The beef about Whoppers in a West Bank town

Burger King orders a franchise to close after realizing the land it's

The three most important things in real estate are location, location, location. And Burger King's newest outlet in Israel provides a bitter reminder of the old adage.

The Miami-based corporation keeps location in mind when it decides whether to add a new restaurant to its 10,500 branches. But when Rikamor Ltd. decided it would open a Burger King counter in this sprawling West Bank settlement, it neglected to tell the folks back at headquarters that the burgers would be flame-broiled in internationally disputed territory.

The big beef

What has ensued is a burger-flipping flap like Israel - and Burger King - has never seen. A month ago, a coalition of Arab and Muslim organizations called for a worldwide boycott of the chain after word spread that it had opened a branch in the West Bank - land Israel seized from Jordan in the 1967 Mideast War.

Last week, Burger King Corp. ordered the restaurant closed. That, in turn, sparked a protest from Israeli and American Jewish groups, which accuse Burger King of caving in to Arab pressure and resurrecting the once-potent Arab boycott of companies that do business with Israel. Some groups have announced that they will in turn boycott the Whopper.

Burger King, at odds to prove that it has "no interest in taking sides in the Arab-Israeli process," in the words of David Williams, president of the company's Europe, Middle East, and Africa division, says that the move had nothing to do with threats of an Arab boycott. Rather, their local franchisee gave them misleading information about where the branch would be located, and even ignored previous directives not to place a restaurant in the West Bank - whose future status is to be decided in Israeli-Palestinian negotiations.

A year and a half ago, Rikamor asked Burger King to approve a site in the West Bank. "Given the sensitivities, we decided we need to wait," says Robert Doughty, Burger King's vice president for public relations. This time, Rikamor applied for approval for the restaurant, listing the location simply as "Maale Adumim, Israel." A box on the application asking whether there were any circumstances that might hinder the restaurant's success, he says, was left blank.

When an employee of Burger King flew in from Dubai for a site check, a Rikamor representative drove him from the airport outside Tel Aviv straight to the desert hilltops at Maale Adumim.

"There are no signs that say 'Occupied Territories, next left,' or 'West Bank, next right,'" quips Mr. Doughty, who had just returned to corporate headquarters in Miami after a trip here.

"We were misrepresented. We were denied the right to do that evaluation, and they knew how we felt about going into the West Bank at this time," says Doughty.

That didn't seem to stop patrons from scarfing down Whoppers at the mall here on Tuesday. Rikamor has vowed to fight the decision in court, and thus far, the trays still runneth over.
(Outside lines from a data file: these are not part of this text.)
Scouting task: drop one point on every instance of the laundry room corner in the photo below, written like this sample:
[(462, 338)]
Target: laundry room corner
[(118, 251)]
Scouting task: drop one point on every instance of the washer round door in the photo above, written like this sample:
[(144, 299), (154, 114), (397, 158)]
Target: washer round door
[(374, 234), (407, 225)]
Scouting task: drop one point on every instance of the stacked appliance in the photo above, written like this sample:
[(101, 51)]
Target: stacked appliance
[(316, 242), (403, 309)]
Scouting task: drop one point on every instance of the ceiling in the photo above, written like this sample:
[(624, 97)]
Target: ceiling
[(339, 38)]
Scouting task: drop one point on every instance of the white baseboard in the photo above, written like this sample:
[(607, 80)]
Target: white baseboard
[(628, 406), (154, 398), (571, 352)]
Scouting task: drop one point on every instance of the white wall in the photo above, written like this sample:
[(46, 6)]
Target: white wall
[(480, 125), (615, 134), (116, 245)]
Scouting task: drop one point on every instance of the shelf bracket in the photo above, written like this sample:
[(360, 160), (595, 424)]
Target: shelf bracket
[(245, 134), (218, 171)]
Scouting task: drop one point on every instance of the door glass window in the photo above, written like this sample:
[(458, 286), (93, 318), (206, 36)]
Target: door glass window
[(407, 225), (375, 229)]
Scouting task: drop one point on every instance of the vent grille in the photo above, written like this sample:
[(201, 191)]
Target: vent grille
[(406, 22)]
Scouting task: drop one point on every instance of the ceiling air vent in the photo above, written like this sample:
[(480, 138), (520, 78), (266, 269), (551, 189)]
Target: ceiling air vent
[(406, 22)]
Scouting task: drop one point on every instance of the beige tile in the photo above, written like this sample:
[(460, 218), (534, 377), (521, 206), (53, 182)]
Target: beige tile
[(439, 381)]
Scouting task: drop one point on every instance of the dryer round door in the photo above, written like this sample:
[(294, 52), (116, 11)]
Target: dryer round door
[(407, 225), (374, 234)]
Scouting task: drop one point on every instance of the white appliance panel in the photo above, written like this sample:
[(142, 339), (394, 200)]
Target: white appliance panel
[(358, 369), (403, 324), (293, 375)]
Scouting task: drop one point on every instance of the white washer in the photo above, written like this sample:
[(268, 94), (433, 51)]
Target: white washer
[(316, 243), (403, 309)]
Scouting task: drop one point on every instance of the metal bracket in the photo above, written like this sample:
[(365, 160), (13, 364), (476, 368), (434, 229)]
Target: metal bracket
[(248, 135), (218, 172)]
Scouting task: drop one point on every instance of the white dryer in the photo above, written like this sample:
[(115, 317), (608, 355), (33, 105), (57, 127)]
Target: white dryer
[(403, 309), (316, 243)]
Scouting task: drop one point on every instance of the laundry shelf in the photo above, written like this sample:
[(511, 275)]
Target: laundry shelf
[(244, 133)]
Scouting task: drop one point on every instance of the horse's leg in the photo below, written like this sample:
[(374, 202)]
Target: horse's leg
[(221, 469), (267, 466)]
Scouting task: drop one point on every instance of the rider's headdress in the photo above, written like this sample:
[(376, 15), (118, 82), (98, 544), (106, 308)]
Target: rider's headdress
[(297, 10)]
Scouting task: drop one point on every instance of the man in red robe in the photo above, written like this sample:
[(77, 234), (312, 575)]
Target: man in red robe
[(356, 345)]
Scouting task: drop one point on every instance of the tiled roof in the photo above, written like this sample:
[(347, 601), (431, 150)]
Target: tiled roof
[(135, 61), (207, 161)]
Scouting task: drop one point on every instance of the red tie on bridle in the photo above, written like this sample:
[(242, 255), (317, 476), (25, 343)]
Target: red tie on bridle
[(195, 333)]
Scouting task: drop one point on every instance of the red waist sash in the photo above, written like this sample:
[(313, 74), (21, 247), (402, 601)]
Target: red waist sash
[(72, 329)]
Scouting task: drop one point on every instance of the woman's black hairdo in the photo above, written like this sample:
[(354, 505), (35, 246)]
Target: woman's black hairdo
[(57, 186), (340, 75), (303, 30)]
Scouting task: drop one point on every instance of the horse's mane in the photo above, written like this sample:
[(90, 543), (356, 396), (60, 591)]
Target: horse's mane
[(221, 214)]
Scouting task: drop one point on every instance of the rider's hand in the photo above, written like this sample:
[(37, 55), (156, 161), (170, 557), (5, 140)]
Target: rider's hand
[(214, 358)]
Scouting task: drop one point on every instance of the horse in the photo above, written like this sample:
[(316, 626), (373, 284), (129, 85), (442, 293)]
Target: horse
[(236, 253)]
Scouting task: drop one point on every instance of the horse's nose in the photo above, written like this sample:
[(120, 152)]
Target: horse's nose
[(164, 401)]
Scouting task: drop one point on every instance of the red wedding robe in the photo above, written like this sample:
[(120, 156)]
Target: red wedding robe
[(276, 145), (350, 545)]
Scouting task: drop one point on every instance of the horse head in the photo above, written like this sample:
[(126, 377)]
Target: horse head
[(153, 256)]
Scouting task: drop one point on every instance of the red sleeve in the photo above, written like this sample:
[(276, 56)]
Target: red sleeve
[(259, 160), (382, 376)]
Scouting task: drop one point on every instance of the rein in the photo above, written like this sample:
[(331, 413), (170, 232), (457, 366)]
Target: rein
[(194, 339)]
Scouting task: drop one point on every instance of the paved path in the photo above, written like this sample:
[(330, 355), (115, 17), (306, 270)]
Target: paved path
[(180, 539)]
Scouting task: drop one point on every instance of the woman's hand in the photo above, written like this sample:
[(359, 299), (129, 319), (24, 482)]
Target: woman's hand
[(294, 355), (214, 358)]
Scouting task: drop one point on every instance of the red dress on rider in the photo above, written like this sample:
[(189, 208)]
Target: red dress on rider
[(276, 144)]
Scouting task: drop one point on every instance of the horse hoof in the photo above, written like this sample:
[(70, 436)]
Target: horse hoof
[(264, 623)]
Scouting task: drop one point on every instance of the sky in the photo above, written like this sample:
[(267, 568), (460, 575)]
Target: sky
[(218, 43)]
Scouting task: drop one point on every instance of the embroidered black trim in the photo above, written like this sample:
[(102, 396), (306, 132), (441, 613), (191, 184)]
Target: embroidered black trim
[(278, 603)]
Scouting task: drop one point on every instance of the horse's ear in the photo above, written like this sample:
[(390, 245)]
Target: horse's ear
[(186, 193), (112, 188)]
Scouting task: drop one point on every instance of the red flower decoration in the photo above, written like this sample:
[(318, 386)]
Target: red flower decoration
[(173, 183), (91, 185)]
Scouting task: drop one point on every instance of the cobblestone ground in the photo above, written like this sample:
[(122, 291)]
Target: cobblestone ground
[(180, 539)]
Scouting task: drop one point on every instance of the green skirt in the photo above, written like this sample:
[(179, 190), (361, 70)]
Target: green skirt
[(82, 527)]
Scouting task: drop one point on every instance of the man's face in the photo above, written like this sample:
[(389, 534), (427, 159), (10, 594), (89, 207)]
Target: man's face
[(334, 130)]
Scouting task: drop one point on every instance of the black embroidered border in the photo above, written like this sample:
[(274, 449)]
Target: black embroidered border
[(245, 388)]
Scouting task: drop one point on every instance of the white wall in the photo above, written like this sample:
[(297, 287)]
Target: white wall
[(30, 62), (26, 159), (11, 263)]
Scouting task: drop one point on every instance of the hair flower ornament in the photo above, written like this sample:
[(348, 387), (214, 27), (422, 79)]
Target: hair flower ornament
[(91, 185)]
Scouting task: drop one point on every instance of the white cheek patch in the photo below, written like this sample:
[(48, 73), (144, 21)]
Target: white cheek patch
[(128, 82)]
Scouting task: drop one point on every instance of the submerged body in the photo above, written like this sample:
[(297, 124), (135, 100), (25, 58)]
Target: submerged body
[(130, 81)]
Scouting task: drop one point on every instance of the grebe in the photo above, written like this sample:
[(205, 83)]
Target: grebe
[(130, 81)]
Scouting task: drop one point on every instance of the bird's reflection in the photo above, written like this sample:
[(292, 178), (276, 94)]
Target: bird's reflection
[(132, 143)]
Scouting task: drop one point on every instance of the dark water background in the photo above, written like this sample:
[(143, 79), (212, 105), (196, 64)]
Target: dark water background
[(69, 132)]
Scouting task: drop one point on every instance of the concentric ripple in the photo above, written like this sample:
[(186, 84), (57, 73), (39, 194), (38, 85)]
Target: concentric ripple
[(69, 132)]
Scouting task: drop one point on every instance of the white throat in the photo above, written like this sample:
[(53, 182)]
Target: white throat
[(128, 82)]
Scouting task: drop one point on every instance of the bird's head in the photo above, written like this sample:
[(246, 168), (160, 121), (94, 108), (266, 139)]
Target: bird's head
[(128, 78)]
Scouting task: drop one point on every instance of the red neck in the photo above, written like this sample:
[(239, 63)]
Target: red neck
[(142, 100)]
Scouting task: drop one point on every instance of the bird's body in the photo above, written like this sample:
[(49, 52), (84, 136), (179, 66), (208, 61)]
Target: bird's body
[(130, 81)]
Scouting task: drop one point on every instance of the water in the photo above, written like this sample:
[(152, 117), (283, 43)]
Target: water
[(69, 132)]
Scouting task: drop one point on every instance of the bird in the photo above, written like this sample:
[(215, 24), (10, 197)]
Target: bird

"Politics and business shouldn't mix together, or business would never get anywhere," says Asher Shimon, a computer consultant who just moved his family here from Jerusalem a year ago. Eight-year-old David, elbow deep in a children's meal and a coveted Pink Panther toy that came with it, agreed with his father: "I'm bummed."

A history lesson

Nearby, a politics and history student polishing off his fries said that he didn't see any difference between this and the 46 Burger Kings inside Israel proper.

"Real peace is where people live and eat together and buy things from each other," says Harel Horowitz. "This is part of the land of Israel, and Maale Adumim is a city like any other city within the Green Line [Israel's pre-1967 borders]."

Here, in the largest of West Bank settlements, a selective reality seems to reign. Though the US , the Palestinians, and much of the rest of the international community views this place as part of a settlement plan that serves as an obstacle to a peace deal, the people who live here don't view themselves as settlers. Many who live here are moderates who came simply for inexpensive housing within a short commute to Jerusalem.

In fact, peace and economy have as much to do with what having famous fast-food joints means to Israelis than anything else. And Israelis love things American.

With Arab-Israeli reconciliation, peace enthusiasts like former Prime Minister Shimon Peres promised, would come unrivaled economic growth, regional cooperation, and foreign investment. And, among other things, those tasty Whoppers and Big Macs Israelis had only known from trips abroad.

But the price of being an American icon can be high. Burgers are the US, for much of the world - which may be why other US-based companies represented in the new Maale Adumim mall, such as Ace Hardware and a small Blockbuster booth, seem to have gone unquestioned.